Я улыбнулся и подумал, что тот врач в вертолете меня, видимо, все же не послушал и поставил какой-то хитрый укол, вводя в искусственное коматозное состояние, потому что у меня глаза снова слипались. Я поддался благотворному соблазну и добросовестно снова уснул. И, похоже, сонному мне «влупили» следующий укол, в результате чего проснулся уже тогда, когда мое плечо было загипсовано «на вертолет»[3]. Для меня это было очень неудобно, поскольку в нормальном сознании я не могу спать на спине, а в любом другом положении гипс будет мешать. Но уговаривать медиков, насколько я знал, дело абсолютно бесполезное. Они традиционно не умеют чувствовать чужую боль. И абсолютно равнодушны к неудобствам своих пациентов. Это у них профессиональное качество, своего рода самозащита – иначе не выдержать на такой работе. У меня уже был однажды подобный перелом на другом плече, и точно такой же гипс наложили. Промучившись только одну ночь, я гипс просто разломал на несколько частей. Но тогда я не лежал в госпитале, а находился дома. Но собственную уловку я запомнил.

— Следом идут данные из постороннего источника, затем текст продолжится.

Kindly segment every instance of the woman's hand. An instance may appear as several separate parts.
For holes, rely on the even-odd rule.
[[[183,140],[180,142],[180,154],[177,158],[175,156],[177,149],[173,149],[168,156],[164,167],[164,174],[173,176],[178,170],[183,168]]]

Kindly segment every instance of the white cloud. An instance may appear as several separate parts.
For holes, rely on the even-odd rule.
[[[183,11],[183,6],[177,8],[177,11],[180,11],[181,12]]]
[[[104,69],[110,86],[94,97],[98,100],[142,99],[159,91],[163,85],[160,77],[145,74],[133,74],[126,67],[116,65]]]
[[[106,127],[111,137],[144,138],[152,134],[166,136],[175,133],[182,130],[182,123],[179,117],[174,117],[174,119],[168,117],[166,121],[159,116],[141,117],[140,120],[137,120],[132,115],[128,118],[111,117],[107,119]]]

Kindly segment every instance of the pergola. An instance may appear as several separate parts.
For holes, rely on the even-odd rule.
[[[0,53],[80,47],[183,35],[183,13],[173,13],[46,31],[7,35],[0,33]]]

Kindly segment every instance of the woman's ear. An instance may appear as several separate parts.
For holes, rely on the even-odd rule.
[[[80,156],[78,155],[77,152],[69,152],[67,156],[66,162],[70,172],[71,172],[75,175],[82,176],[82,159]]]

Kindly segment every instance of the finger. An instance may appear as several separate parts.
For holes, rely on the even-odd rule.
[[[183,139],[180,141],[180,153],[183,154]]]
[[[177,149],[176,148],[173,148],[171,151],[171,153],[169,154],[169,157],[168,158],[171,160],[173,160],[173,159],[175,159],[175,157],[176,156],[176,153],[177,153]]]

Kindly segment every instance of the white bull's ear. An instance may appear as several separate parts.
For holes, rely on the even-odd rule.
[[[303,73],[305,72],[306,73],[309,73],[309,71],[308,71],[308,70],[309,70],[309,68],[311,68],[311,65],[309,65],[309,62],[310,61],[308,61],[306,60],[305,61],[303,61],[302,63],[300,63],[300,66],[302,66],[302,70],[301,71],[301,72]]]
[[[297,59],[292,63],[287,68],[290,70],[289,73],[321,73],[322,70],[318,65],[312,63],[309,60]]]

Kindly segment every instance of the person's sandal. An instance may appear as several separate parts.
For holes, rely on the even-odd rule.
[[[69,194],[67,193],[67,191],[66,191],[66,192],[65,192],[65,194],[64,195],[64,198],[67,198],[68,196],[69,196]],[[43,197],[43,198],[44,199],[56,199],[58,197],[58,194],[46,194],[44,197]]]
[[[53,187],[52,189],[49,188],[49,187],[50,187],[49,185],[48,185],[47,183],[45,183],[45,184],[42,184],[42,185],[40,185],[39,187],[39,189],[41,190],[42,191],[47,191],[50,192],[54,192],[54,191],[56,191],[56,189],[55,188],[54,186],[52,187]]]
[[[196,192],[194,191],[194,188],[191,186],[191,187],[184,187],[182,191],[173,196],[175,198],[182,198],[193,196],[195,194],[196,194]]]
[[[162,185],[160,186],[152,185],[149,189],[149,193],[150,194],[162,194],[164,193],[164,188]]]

В том случае, когда пришел в санчасть на осмотр к хирургу, он, естественно, возмутился сломанным гипсом. Я же, памятуя, что наделен природой простоватым и абсолютно честным лицом, вяло пожаловался, что сломал его во сне. И даже собственную вину глазами показывал. Долго, дескать, мучился, не умея уснуть с гипсом, потом уснул, а когда проснулся, он мне уже не мешал. Новый гипс наложили сразу, но и его постигла участь первого. Причем еще до наступления времени сна. В третий раз хирург уже гипс накладывать заново не стал. Понимал, что это бесполезно. Хотя и предупредил меня, что плечо будет болеть лет пять. Но потом мышцы все же стянут скелет и вправят то, что не сумел вправить гипс. Или просто привыкнут к старому перелому. И я привыкну. И он перестанет мне мешать. Только сразу нельзя сильно нагружать плечо, иначе возможны рецидивы. Какие такие рецидивы, хирург не объяснил. Мне показалось, он сам не знал. Просто припугнул на всякий пожарный случай.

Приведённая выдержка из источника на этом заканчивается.